Site icon Nick Bradbury

HomeSite Discontinued

Last night I found out that HomeSite has been discontinued.

I was surprised to hear this, but not because I thought it was premature – truth is, I was surprised HomeSite hadn’t been discontinued a long time ago.  It’s been almost 15 years since I created HomeSite, and I stopped working on it in 1998 when I left Allaire Corporation.  Several other developers took over after I left, but to the best of my knowledge nobody has touched it for several years, so the fact that it was still being sold until now is a nice testament to how useful people found it.  Kudos to Macromedia and Adobe for keeping it around, despite the fact that it competed with some of their other products.

Sometimes in this blog I’ve made disparaging remarks about HomeSite, but that’s not because I disliked it.  It’s just that it’s hard to look at something you created so long ago without seeing all the mistakes that you’ve learned not to make since then.  I’m actually very proud of HomeSite, and very thankful that it enabled me to quit my job and work at home.  And, funny enough, HomeSite is also what paid for the home I’m living in now.

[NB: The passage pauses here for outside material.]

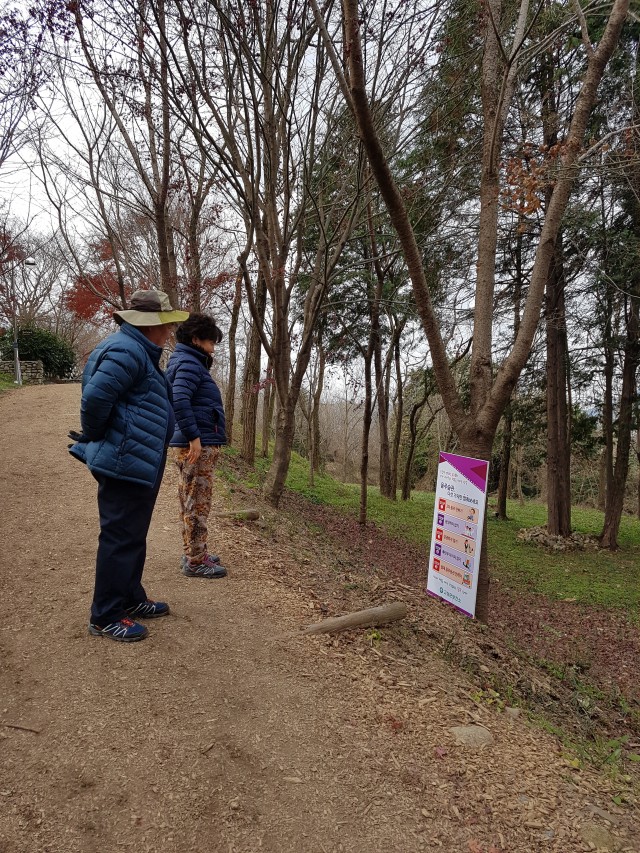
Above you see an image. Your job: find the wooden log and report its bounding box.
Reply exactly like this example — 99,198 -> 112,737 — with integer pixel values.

I’m also incredibly thankful to the great community that sprang up around HomeSite and helped make it so popular.  The Wikipedia page on HomeSite captures a bit of this history:

“Nick Bradbury and then Allaire had a policy of having an open support forum for those interested in its products, both current customers and prospects. The fans of HomeSite would contribute to the development of the product by making suggestions on-line and refining those suggestions amongst themselves. The Allaire developers would join in the discussion, participating and really incorporating user suggestions…Users responded to that respect and love for the tool by supporting each other and by creating and sharing a wide variety of HomeSite extensions.”

These days it’s common practice for programmers to actively involve customers in the creation of their software, but back in 1995 it wasn’t the norm.  I certainly wasn’t the first developer to take this approach, but I like to think I was one of the pioneers.  That more than anything is what I’m most proud of with HomeSite: in some small way, I hope I helped to break down the invisible wall between developers and users.  So much of our society’s future depends on technology that we absolutely must open the lines of communication between those building the tools and those using them.

Anyway, I hope you’ll forgive my patting myself on the back a bit here.  I’ve never had one of my creations go the way of the dodo, so I’m feeling a bit nostalgic at the moment, and I’m looking back and remembering the things (most of them accidental) that got me started down this path I’m on.

Update: I have to add that TopStyle 4.0 is an excellent replacement for HomeSite. It even has the tabbed HTML toolbars that were so popular with HomeSite customers.